Stenanthemum newbeyi is a species of flowering plant in the family Rhamnaceae and is endemic to a restricted area in the south of Western Australia. It is an erect or spreading shrub with hairy young stems, egg-shaped leaves with the narrower end towards the base, and clusters of rust-coloured, densely shaggy-hairy flowers, surrounded by whitish floral leaves.

==Description==
Stenanthemum newbeyi is an erect or spreading shrub that typically grows to a height of up to 1.0–1.5 m, its young stems densely covered with soft, rust-coloured hairs. Its leaves are broadly egg-shaped to egg-shaped with the narrower end towards the base, 10–15 mm long and 6–8 mm wide on a petiole 1–3 mm long, with triangular stipules 3–5 mm long at the base. The upper surface of the leaf is velvety-hairy and the lower surface is densely covered with shaggy, rust-coloured hairs. The flowers are densely shaggy-hairy and arranged in clusters of 5 to 15 up to 10 mm wide, surrounded by whitish floral leaves. The floral tube is 0.6–0.8 mm long, the sepals about 0.9 mm long and the petals about 0.6 mm long. Flowering occurs in September, and the fruit is a hairy schizocarp 2.6–3.0 mm long.

==Taxonomy and naming==
Stenanthemum newbeyi was first formally described in 1995 by Barbara Lynette Rye in the journal Nuytsia from specimens collected on Bungalbin Hill in 1989. The specific epithet (newbeyi) honours Kenneth Newbey.

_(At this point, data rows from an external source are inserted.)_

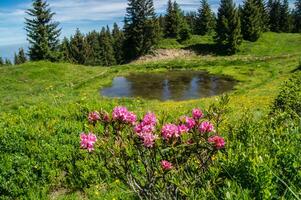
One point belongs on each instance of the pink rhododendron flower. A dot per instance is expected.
(88, 141)
(182, 129)
(149, 139)
(141, 129)
(166, 165)
(169, 131)
(206, 127)
(122, 114)
(93, 117)
(150, 119)
(218, 141)
(197, 114)
(190, 123)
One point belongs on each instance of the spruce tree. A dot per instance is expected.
(16, 59)
(106, 48)
(1, 61)
(284, 17)
(264, 16)
(65, 50)
(141, 28)
(94, 57)
(118, 40)
(78, 48)
(274, 7)
(20, 58)
(297, 17)
(191, 18)
(173, 20)
(185, 31)
(228, 30)
(205, 20)
(7, 62)
(251, 20)
(42, 32)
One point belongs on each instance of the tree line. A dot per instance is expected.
(143, 29)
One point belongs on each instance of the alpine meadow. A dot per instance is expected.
(174, 102)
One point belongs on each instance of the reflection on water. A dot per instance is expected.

==Distribution and habitat==
This species grows on rocky hills and is only known from the type location and nearby hills in the Coolgardie bioregion of southern Western Australia.

==Conservation status==
Stenanthemum newbeyi is listed as "Priority Three" by the Government of Western Australia Department of Biodiversity, Conservation and Attractions, meaning that it is poorly known and known from only a few locations but is not under imminent threat.